In defense of Matt & Trey (and Stan, Kyle, Kenny & Cartman), I just want to say this: This is the United States of America. The First Amendment to our Constitution outlines one of the most important freedoms ever allowed to any people in the history of the world – the freedom of speech. The Southpark creators had every right to have their episode aired uncensored by the network. If Muslims did not want to see it, they could do what Christians are told to do when something offends us: Look away. Don’t watch it. Change the channel. It is unacceptable for Comedy Central to give in to terrorism.
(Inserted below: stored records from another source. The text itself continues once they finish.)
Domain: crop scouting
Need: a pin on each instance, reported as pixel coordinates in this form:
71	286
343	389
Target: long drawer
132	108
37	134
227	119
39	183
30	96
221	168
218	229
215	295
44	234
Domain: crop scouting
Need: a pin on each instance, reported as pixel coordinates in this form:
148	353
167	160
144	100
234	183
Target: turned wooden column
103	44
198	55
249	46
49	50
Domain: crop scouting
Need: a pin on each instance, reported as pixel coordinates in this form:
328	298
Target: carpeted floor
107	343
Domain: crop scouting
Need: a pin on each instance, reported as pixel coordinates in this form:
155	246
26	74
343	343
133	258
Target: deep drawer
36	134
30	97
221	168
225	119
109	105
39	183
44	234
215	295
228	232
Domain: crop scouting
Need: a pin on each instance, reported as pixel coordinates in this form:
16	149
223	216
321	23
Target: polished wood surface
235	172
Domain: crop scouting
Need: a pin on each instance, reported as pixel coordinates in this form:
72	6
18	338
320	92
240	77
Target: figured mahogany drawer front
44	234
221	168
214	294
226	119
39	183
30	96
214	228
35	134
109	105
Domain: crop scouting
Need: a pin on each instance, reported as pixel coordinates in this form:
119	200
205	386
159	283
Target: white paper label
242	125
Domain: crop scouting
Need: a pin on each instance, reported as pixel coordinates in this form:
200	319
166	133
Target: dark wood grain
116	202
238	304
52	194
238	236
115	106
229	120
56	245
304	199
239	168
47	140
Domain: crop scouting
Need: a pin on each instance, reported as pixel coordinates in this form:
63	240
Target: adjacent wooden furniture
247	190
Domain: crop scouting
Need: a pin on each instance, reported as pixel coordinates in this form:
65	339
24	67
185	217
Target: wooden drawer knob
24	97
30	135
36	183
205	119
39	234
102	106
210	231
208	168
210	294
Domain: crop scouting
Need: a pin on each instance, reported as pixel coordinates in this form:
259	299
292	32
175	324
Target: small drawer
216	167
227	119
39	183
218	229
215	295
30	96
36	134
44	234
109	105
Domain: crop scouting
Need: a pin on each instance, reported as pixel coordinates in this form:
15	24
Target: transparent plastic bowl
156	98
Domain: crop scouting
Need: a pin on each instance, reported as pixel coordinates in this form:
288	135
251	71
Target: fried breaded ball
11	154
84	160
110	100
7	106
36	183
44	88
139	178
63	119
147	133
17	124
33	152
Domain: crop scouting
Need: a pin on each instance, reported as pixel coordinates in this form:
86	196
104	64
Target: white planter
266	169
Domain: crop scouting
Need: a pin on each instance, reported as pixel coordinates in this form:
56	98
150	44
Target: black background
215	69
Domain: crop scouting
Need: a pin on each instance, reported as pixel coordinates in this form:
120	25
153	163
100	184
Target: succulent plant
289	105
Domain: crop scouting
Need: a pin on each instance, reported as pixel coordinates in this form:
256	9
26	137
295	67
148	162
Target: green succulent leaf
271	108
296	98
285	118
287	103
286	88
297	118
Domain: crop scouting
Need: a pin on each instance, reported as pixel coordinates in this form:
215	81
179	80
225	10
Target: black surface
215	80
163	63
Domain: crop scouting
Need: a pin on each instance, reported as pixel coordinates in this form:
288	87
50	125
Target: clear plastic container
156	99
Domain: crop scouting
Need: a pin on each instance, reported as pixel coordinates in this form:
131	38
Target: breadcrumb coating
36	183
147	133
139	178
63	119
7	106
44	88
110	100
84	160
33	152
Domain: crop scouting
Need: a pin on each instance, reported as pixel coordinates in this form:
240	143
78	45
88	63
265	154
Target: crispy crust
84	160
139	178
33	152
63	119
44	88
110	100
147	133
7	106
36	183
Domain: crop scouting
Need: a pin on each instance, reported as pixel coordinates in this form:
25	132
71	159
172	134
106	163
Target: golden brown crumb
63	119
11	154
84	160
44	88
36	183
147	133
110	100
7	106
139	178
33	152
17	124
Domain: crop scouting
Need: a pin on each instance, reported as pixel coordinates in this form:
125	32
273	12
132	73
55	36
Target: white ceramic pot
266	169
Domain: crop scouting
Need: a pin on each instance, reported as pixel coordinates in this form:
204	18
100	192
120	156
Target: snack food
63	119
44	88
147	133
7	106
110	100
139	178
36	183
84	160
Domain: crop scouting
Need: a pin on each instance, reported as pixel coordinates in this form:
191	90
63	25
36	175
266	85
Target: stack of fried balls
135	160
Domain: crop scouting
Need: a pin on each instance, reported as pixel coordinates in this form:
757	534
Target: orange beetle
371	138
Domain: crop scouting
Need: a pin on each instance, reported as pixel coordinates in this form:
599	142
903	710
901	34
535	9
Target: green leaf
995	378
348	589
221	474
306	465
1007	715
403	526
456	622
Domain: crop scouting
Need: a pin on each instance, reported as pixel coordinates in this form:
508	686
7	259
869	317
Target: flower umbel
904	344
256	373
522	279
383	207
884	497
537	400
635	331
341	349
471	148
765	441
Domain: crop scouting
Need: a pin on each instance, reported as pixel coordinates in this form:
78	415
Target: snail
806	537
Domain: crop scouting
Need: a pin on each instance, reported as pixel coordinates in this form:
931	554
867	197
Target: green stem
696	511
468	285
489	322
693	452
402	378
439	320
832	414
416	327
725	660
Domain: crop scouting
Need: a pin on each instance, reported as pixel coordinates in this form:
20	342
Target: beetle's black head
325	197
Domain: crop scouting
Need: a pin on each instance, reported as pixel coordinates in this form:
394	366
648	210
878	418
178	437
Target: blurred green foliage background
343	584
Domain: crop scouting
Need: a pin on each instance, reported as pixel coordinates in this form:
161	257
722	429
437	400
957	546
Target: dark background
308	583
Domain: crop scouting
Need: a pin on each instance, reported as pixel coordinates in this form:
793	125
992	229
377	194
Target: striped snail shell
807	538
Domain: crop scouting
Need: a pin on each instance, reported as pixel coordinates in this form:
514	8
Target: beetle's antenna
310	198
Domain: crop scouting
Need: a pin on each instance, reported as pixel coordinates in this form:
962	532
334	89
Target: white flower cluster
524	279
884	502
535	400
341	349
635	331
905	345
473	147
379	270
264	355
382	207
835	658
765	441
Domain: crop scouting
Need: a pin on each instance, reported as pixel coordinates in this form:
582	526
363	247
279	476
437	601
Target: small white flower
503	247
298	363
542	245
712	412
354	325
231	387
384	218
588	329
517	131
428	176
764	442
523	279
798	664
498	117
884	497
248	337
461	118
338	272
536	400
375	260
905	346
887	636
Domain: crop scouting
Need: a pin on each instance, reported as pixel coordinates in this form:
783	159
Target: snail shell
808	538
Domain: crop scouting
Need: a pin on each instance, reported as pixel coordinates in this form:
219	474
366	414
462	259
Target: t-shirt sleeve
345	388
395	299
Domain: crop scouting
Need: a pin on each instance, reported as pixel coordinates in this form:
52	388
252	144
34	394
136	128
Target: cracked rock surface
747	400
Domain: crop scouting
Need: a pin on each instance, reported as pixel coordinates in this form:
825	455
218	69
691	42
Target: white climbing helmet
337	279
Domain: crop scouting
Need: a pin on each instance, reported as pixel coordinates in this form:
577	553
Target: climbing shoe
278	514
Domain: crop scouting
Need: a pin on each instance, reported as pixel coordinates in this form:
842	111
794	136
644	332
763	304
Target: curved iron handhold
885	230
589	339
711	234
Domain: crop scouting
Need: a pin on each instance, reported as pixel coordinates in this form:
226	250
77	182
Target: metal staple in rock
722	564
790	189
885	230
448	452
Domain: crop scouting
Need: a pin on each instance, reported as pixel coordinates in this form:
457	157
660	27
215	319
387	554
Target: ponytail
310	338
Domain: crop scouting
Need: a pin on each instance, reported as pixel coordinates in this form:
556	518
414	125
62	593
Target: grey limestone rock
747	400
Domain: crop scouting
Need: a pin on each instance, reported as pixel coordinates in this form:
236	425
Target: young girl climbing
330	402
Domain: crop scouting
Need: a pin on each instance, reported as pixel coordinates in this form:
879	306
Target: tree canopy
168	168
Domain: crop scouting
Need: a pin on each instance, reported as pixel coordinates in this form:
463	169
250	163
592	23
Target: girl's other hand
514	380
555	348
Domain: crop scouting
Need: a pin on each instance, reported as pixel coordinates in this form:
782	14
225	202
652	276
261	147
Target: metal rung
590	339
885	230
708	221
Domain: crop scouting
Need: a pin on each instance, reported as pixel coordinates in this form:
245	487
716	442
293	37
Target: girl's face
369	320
If Matt & Trey were unfazed by the threats, which were directed at them personally, not at the network, then Comedy Central should have been undaunted. In the name of freedom of speech, of freedom of religion, and of not tolerating irrational fringe groups, Comedy Central should re-air episode 201, completely uncensored. I know this seems like a small battle, but I think symbolically, it’s an important one. Kyle summed it up well in an earlier episode regarding Muhammad (Cartoon Wars Part II):

“You can’t do what HE wants, just because HE’S the one threatening you with violence. Yes, people can get hurt. That’s how terrorism works. But if you give in to that, Doug, you’re ALLOWING terrorism to work. Do the right thing here… If you censor out Muhammad, then soon you’ll have to censor out more. If you don’t show Muhammad, then you’re making a distinction between what IS okay to poke fun at and what isn’t. Either it’s all okay, or none of it is. Do the right thing. Show Muhammad. DO THE RIGHT THING.”

I couldn’t have said it better myself, Kyle.